Media coverage of “consumer debt” and “inflated home values” in Canada has been relentless. The national newspapers have used up plenty of ink to cover these stories. There’s been no shortage of so called experts willing to quote on these issue. Opinions range from mild concern to abject hypocrisy. Given that the temperature gauge has risen significantly over these issues, I have to assume that the federal government will be forced to respond. This is not a story with 24 hour life cycle, and the government will want political shelter if the so called experts are right.
I have a great deal of empathy for the good folks at CMHC. For some time now they’ve been in cross-hairs. The press, economists and some within the financial sector have taken liberties as it relates to CMHC’s credibility. Does anyone really believe that CMHC does not know what it is doing? That they do not have the required expertise to manage their business? That they would act recklessly or in some way irresponsibly? The answer clearly is no. Yet, there’s been coverage recently about CMHC’S solvency. Their financial statements clearly show that they have enough capital on hand to withstand market variances. They continually run stress tests to ensure their financial viability, which equates to being responsible to the tax payer. Their most recent stress test indicated that insolvency was not an issue, with the following caveat. Our economy would have to go into multi-year recessionary period, and unemployment would have to reach 13%. Who among the so called experts are willing to put their reputations on the line by guaranteeing that dooms day scenario? I suspect not many. As for 13% unemployment, could it happen? Certainly, it reached 13.2% in December of 1982. Anything can happen but the question is what’s the probability? That’s what CMHC manages day in and day out, and from where I sit they’re pretty damn effective.
As for the other favorite target, the Ministry of Finance, I find it fascinating that some within the financial sector are publicly stating that the government must act now and tighten mortgage rules.

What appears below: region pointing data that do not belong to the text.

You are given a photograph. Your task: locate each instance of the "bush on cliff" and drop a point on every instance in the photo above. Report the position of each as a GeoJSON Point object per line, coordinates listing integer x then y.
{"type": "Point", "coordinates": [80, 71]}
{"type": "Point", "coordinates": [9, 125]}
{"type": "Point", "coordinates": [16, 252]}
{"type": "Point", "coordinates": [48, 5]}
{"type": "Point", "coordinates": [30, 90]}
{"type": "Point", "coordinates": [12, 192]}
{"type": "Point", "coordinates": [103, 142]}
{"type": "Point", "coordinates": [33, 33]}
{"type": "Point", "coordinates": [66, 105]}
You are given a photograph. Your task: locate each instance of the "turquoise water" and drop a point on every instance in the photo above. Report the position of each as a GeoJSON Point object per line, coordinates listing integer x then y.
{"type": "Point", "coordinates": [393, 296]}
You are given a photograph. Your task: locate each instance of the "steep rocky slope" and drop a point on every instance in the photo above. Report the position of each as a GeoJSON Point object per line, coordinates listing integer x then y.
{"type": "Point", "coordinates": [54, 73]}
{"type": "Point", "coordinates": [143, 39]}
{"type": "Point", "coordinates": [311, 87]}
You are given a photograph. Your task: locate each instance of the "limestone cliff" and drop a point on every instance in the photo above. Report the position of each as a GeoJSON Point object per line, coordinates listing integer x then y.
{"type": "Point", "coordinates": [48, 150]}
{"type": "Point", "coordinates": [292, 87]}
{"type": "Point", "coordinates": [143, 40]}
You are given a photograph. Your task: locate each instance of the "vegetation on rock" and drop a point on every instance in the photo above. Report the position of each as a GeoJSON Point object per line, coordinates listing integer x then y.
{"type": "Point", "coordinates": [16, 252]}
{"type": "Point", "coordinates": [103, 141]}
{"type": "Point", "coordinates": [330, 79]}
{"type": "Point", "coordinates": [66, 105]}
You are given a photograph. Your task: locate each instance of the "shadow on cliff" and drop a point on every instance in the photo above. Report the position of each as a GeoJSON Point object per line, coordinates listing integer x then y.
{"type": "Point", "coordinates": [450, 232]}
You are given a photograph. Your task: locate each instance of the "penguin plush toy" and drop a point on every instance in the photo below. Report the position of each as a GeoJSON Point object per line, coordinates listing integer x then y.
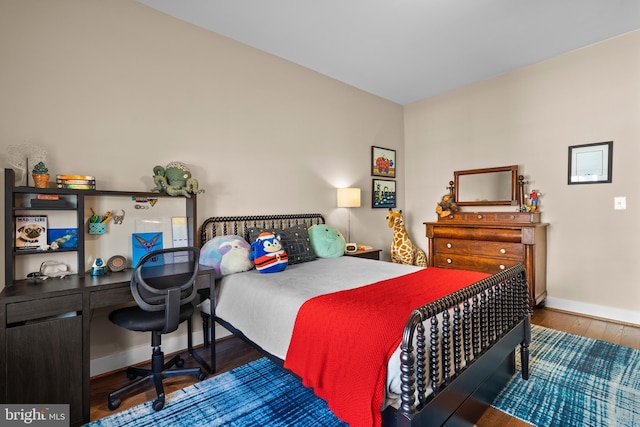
{"type": "Point", "coordinates": [268, 254]}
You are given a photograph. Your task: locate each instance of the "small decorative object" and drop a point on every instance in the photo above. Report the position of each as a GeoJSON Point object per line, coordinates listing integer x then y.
{"type": "Point", "coordinates": [19, 156]}
{"type": "Point", "coordinates": [175, 180]}
{"type": "Point", "coordinates": [268, 254]}
{"type": "Point", "coordinates": [532, 202]}
{"type": "Point", "coordinates": [99, 267]}
{"type": "Point", "coordinates": [40, 175]}
{"type": "Point", "coordinates": [31, 232]}
{"type": "Point", "coordinates": [117, 263]}
{"type": "Point", "coordinates": [383, 162]}
{"type": "Point", "coordinates": [447, 206]}
{"type": "Point", "coordinates": [402, 250]}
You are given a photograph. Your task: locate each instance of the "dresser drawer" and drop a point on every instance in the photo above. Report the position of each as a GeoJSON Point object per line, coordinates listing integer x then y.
{"type": "Point", "coordinates": [477, 247]}
{"type": "Point", "coordinates": [513, 235]}
{"type": "Point", "coordinates": [474, 263]}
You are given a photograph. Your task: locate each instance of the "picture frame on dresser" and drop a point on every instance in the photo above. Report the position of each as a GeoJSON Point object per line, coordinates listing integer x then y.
{"type": "Point", "coordinates": [591, 163]}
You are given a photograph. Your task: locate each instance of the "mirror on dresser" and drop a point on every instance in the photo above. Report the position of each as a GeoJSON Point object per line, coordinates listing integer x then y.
{"type": "Point", "coordinates": [486, 187]}
{"type": "Point", "coordinates": [491, 241]}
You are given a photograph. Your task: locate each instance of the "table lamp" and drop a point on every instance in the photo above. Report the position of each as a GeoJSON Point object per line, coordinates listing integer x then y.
{"type": "Point", "coordinates": [349, 198]}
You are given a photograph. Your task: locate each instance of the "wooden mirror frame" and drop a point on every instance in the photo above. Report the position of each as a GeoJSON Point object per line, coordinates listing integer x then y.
{"type": "Point", "coordinates": [514, 193]}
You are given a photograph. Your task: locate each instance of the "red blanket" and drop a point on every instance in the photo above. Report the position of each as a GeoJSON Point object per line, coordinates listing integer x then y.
{"type": "Point", "coordinates": [367, 323]}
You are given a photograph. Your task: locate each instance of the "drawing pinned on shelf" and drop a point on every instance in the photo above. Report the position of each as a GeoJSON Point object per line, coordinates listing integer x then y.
{"type": "Point", "coordinates": [143, 243]}
{"type": "Point", "coordinates": [63, 238]}
{"type": "Point", "coordinates": [31, 232]}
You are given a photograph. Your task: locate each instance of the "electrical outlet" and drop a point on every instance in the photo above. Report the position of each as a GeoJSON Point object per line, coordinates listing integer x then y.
{"type": "Point", "coordinates": [619, 203]}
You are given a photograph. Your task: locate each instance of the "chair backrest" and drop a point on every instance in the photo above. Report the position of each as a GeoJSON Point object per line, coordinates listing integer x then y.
{"type": "Point", "coordinates": [165, 279]}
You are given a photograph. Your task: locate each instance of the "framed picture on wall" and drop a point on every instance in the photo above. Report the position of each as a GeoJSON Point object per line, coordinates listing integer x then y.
{"type": "Point", "coordinates": [591, 163]}
{"type": "Point", "coordinates": [383, 162]}
{"type": "Point", "coordinates": [383, 193]}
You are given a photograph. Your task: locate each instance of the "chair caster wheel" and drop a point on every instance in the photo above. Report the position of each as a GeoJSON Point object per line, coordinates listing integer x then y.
{"type": "Point", "coordinates": [113, 404]}
{"type": "Point", "coordinates": [158, 404]}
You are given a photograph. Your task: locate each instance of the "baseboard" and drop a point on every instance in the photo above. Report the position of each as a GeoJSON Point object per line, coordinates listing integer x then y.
{"type": "Point", "coordinates": [593, 310]}
{"type": "Point", "coordinates": [170, 344]}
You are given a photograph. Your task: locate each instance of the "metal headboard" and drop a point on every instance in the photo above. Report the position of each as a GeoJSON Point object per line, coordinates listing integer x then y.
{"type": "Point", "coordinates": [239, 225]}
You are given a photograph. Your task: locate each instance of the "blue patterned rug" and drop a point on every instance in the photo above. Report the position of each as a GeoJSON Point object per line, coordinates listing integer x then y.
{"type": "Point", "coordinates": [259, 393]}
{"type": "Point", "coordinates": [575, 381]}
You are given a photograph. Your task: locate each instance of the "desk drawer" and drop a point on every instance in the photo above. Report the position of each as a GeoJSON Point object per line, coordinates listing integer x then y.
{"type": "Point", "coordinates": [481, 248]}
{"type": "Point", "coordinates": [110, 297]}
{"type": "Point", "coordinates": [474, 263]}
{"type": "Point", "coordinates": [41, 308]}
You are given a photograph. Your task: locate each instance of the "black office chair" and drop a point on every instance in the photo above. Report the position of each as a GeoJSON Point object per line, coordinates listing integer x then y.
{"type": "Point", "coordinates": [163, 285]}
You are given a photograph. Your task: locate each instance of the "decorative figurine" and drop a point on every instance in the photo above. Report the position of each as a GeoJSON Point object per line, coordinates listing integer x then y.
{"type": "Point", "coordinates": [40, 175]}
{"type": "Point", "coordinates": [175, 180]}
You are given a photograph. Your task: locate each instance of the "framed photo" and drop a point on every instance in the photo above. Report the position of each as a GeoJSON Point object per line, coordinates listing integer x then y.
{"type": "Point", "coordinates": [383, 193]}
{"type": "Point", "coordinates": [590, 163]}
{"type": "Point", "coordinates": [383, 162]}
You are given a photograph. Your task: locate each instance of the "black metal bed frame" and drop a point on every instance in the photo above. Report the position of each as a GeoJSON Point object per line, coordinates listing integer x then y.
{"type": "Point", "coordinates": [463, 345]}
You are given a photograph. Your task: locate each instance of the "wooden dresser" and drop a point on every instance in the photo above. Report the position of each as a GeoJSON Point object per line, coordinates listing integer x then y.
{"type": "Point", "coordinates": [490, 242]}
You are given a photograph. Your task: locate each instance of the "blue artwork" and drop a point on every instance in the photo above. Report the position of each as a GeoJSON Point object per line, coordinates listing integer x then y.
{"type": "Point", "coordinates": [62, 238]}
{"type": "Point", "coordinates": [142, 243]}
{"type": "Point", "coordinates": [384, 194]}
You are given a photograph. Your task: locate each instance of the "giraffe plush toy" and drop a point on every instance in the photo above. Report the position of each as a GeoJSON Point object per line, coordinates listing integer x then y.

They suggest that we’ve reached a critical stage, consumer debt it too high, home values are inflated. Really? If that’s the case why don’t they do the responsible thing and act independently. They could change their credit policies tomorrow. If they believe that the government should change the mortgage rules to reflect a maximum 25 year amortization, a minimum down-payment of 10%, and that borrowers should be qualified at the 5 year posted rate, then they should be prepared to lead by example. If they’re not prepared to lead, and do it on their own, we have to assume that present day circumstances poses no risk to their share holders. For if it did, they would do the right thing. Just like the folks at CMHC have been doing.